M. Kordahi, connu dans la région pour avoir animé la version arabe de "Who Wants to be a Millionaire", a fait ces remarques un mois avant de prendre en charge le portefeuille de l'information. Mais ses déclarations sont devenues virales sur les médias sociaux 30 jours plus tard, une fois qu'il a été installé dans ses fonctions. Le journaliste a ensuite dénoncé une campagne contre lui qui servirait à justifier la prise de distance des pays du Golfe vis-à-vis du Liban, qui traverse la plus profonde des crises et lutte pour ne pas devenir un État en faillite.

Cette version prétend que l'Arabie saoudite et ses partenaires ont utilisé des déclarations faites avant l'arrivée du journaliste comme une arme de guerre contre un pays contrôlé de l'intérieur par la milice chiite Hezbollah, fondée et soutenue par l'ennemi acharné de Riyad dans la région : l'Iran. Des déclarations qui, par ailleurs, sont liées à la guerre par procuration que le royaume wahhabite et la République islamique mènent au Yémen depuis 2014. Un conflit dont on ne voit pas la fin.

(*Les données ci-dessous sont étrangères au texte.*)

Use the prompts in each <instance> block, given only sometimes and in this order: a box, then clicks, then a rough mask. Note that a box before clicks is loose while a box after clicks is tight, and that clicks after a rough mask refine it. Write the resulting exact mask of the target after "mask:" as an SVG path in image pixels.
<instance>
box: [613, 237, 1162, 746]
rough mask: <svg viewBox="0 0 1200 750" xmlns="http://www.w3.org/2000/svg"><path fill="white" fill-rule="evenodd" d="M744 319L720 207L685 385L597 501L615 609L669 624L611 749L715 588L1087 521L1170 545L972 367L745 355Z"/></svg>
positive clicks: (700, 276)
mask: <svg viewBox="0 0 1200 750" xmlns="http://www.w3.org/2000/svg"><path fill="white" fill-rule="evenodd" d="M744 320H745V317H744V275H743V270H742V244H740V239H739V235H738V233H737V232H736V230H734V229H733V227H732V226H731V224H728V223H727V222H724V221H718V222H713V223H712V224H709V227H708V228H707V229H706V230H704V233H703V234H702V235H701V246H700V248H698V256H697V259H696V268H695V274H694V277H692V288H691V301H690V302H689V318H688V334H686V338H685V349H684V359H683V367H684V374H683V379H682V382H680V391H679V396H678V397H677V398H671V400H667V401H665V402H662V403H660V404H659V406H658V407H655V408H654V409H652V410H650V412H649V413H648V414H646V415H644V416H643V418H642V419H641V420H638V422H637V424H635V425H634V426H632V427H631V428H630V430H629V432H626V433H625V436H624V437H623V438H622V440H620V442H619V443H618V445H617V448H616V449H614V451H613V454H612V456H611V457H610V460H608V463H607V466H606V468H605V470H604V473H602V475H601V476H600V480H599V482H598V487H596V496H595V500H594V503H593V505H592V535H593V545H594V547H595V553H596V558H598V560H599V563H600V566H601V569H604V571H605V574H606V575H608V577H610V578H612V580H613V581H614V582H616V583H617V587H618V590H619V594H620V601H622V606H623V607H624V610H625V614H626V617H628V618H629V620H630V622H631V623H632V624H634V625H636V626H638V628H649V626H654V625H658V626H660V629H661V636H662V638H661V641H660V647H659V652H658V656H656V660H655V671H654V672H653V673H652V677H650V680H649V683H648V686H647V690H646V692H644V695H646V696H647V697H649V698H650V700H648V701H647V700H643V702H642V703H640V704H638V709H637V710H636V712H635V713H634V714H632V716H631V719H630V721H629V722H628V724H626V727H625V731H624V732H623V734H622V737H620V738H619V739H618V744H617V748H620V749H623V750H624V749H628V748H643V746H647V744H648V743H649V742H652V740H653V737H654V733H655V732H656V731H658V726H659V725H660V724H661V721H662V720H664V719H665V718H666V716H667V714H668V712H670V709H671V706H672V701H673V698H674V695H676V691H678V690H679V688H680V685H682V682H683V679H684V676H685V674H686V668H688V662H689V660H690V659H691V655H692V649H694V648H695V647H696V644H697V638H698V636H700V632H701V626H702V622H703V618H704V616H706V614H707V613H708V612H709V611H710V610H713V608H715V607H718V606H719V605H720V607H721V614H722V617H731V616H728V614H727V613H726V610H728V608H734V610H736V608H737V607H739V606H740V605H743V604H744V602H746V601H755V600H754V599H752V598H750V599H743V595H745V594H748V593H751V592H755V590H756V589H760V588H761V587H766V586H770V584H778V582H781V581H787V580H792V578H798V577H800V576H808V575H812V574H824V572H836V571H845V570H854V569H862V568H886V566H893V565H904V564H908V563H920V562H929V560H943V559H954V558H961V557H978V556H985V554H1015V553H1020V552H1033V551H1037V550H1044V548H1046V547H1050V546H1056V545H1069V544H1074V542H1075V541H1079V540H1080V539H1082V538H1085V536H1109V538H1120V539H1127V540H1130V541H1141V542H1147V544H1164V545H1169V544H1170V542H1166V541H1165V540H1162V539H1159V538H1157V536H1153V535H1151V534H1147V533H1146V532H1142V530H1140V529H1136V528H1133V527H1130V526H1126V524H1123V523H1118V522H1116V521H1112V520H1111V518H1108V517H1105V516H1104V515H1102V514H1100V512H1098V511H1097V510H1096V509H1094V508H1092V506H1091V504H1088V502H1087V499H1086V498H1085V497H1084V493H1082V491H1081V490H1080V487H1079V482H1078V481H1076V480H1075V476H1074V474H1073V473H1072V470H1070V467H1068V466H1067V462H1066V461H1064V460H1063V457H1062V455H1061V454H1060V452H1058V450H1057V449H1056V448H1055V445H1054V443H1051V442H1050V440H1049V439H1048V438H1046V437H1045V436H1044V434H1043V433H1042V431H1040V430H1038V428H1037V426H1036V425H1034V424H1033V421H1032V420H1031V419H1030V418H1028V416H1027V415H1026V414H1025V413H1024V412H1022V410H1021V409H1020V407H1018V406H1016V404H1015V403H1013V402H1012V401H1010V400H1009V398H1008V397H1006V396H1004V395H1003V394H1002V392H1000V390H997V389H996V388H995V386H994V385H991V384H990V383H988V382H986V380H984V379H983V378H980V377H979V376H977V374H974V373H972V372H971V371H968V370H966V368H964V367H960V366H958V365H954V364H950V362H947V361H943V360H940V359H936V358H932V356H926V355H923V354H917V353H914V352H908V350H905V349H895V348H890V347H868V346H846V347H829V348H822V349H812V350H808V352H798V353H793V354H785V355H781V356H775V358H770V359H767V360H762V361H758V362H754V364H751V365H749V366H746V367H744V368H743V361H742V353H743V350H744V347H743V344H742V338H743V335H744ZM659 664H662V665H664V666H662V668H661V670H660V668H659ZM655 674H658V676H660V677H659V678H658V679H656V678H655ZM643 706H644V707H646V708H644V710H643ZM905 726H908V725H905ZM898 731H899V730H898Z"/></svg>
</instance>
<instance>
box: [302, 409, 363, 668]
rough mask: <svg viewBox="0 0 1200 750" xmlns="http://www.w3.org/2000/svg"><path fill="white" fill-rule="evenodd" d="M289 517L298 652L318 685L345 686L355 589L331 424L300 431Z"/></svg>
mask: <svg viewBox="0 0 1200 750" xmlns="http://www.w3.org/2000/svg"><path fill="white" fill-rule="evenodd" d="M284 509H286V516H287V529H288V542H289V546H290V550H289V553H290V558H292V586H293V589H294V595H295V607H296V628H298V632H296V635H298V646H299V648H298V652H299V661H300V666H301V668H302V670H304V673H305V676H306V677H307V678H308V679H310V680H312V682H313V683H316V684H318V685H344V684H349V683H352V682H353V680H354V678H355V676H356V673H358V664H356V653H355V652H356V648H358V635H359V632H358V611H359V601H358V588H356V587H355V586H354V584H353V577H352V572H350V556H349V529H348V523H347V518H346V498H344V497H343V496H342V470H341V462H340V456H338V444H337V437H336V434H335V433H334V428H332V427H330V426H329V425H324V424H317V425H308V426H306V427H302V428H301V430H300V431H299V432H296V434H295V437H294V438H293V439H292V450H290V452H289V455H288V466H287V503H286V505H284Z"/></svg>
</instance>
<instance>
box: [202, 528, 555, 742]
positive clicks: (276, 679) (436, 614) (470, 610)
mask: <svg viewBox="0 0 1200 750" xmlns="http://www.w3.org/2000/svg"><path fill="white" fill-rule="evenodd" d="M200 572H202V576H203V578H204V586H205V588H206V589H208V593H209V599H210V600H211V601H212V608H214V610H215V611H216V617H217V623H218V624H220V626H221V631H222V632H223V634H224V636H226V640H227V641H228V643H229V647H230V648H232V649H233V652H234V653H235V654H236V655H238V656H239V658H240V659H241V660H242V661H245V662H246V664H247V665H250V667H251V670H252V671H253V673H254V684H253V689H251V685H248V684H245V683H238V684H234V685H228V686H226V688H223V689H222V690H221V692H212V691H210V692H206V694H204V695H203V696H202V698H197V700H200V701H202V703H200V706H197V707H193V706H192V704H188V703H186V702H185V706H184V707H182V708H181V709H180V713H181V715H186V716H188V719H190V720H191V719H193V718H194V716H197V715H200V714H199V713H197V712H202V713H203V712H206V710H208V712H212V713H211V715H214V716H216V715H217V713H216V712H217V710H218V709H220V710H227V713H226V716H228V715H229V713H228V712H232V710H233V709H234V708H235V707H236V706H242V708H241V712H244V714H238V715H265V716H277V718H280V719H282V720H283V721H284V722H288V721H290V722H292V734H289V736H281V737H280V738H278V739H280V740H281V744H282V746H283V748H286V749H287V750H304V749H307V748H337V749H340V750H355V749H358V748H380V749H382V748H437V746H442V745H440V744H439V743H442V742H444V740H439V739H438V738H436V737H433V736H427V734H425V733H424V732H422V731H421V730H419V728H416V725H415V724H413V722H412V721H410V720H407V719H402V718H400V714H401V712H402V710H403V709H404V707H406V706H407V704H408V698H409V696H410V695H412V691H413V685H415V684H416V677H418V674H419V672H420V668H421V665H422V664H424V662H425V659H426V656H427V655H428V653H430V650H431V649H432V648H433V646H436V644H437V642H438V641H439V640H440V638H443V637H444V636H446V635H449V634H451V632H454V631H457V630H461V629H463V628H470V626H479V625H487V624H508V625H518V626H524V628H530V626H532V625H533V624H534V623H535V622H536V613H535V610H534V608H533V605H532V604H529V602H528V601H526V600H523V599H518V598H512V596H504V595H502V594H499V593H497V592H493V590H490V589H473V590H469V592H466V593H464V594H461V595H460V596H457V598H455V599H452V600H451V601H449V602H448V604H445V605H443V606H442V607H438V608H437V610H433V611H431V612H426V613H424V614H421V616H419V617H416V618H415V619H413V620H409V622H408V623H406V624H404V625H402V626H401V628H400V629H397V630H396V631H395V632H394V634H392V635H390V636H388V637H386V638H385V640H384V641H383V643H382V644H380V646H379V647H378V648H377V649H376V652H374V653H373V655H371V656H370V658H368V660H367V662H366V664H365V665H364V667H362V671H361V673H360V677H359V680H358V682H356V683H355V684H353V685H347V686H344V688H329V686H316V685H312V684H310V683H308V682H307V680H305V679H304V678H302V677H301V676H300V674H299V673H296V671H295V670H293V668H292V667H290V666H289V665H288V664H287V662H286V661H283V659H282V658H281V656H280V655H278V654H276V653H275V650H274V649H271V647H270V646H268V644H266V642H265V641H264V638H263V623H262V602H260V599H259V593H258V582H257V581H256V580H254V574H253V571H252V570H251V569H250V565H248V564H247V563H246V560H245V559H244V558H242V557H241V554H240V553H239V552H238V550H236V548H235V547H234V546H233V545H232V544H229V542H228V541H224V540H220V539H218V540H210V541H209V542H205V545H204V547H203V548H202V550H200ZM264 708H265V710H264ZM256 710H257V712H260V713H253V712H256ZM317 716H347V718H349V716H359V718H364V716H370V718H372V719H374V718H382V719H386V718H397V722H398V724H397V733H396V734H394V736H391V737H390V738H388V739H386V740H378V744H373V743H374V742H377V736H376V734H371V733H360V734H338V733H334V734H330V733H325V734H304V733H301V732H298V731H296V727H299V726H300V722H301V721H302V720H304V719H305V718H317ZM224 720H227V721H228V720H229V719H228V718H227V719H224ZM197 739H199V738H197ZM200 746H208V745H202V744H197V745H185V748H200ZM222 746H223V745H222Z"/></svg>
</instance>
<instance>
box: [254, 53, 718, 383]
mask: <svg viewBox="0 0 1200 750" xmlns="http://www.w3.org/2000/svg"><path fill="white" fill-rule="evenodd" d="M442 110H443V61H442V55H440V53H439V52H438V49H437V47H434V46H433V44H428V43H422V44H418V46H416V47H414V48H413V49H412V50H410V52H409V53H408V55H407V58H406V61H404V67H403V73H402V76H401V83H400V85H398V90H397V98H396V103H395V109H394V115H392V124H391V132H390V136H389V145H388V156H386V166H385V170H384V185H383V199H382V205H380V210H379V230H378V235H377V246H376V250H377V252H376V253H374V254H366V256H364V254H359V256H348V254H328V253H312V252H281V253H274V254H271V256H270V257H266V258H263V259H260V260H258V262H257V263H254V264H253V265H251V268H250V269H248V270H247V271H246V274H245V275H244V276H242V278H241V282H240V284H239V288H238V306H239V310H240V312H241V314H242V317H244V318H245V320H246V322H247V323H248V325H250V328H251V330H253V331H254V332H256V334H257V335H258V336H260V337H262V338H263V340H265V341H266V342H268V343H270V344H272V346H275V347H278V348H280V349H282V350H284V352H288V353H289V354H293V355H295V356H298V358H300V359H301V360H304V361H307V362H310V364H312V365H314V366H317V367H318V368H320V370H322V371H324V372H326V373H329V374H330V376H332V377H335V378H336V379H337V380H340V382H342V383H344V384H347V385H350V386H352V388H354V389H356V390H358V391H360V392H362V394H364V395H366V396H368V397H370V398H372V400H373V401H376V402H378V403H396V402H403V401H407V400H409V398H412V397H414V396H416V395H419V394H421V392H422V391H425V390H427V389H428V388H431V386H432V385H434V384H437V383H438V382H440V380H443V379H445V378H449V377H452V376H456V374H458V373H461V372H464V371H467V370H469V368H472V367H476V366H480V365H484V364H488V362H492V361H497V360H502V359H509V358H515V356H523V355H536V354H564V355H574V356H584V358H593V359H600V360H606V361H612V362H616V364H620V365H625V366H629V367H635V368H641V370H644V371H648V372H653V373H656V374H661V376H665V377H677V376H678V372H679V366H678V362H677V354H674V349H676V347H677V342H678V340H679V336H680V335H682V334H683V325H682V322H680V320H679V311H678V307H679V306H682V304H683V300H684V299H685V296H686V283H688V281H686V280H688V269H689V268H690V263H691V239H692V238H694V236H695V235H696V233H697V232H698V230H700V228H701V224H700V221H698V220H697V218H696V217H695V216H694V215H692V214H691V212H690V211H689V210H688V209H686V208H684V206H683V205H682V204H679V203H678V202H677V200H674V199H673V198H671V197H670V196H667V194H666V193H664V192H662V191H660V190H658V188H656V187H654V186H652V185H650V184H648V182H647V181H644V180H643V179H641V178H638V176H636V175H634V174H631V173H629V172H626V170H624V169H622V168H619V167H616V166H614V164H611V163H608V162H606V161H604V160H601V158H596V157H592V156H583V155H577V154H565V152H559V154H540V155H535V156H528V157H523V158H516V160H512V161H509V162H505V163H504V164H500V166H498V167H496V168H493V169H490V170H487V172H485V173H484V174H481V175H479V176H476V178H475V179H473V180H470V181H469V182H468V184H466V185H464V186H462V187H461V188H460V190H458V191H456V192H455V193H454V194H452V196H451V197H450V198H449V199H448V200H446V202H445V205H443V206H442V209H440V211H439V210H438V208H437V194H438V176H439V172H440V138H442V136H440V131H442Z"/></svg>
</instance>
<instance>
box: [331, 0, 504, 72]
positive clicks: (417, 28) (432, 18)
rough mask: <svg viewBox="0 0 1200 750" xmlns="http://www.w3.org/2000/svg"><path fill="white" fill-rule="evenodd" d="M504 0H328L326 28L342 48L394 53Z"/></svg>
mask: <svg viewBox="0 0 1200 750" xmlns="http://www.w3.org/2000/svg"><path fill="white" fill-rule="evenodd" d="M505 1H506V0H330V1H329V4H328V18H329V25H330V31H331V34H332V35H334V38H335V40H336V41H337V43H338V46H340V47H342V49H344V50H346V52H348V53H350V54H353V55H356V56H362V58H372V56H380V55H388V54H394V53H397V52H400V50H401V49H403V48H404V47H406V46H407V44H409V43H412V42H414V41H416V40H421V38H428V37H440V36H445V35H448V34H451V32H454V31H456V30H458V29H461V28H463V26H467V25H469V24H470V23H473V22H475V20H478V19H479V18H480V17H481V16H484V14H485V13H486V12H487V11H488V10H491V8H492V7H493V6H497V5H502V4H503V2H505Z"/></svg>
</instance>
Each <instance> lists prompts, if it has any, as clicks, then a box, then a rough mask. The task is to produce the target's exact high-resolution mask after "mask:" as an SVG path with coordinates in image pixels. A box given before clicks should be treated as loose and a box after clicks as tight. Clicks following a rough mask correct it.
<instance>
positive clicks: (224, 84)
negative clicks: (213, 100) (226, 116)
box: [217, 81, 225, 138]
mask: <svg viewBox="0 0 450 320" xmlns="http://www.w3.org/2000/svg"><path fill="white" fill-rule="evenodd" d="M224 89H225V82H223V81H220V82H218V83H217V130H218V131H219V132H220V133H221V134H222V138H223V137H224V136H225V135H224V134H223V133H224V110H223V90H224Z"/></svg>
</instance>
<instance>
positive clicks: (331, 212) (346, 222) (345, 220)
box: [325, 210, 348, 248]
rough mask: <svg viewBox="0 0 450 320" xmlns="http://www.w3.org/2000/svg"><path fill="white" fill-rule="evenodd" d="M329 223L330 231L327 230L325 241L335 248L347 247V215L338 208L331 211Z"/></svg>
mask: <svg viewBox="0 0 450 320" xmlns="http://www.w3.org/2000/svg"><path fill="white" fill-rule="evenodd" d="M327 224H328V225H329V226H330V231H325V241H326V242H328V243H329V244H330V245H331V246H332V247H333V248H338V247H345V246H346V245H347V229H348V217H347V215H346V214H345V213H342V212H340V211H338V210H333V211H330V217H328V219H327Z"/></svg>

Toutefois, le ministre de l'économie et Mikati lui-même ne considèrent pas cet argument comme valable. Ces deux personnalités, qui détiennent la plus haute autorité au sein du cabinet, ont exigé la démission immédiate du ministre de l'information. Toutefois, le journaliste a décidé de rester sur sa position et a déclaré à ses collègues du gouvernement qu'il ne quitterait pas ses fonctions en raison des pressions saoudiennes. Cette pression avait déjà fait tomber l'ancien ministre des affaires étrangères Charbel Wehbe, qui avait été contraint de démissionner en mai après avoir pointé du doigt les États du Golfe comme étant les promoteurs de Daesh.
L'appel à la démission de Kordahi s'est cette fois-ci heurté à un refus du président Michael Aoun. Le chef de l'État, allié du Hezbollah, a serré les rangs avec le ministre de l'information. Ces événements mettent en lumière la situation délicate du gouvernement libanais, influencé par la milice chiite au plus haut niveau de l'État et capable même d'entraver le départ du ministre, considéré comme proche du "Parti de Dieu".

Mais c'est précisément l'absence d'assurances qui fait douter de la continuité de Kordahi. Il n'est pas certain que son départ définitif de l'exécutif modifie la position des pays du Golfe. Les pays du Golfe, à leur tour, s'inquiètent de l'augmentation ostensible de l'influence du Hezbollah dans l'État, ainsi que du manque d'efficacité des politiques du gouvernement pour faire avancer les réformes dont le pays a besoin.
Nayib Mikati, qui a déjà dirigé le gouvernement à deux reprises, a besoin de liquidités et travaille avec le FMI et la Banque mondiale pour relancer l'économie libanaise. Cependant, son travail exécutif a été entravé par la vague de protestations contre le juge Tarik Bitar. Le juge, qui est chargé de l'enquête sur l'explosion meurtrière dans le port de Beyrouth qui a paralysé les institutions du pays, subit des pressions de la part de profils proches du Mouvement Amal et du Hezbollah, eux-mêmes liés à des membres du gouvernement.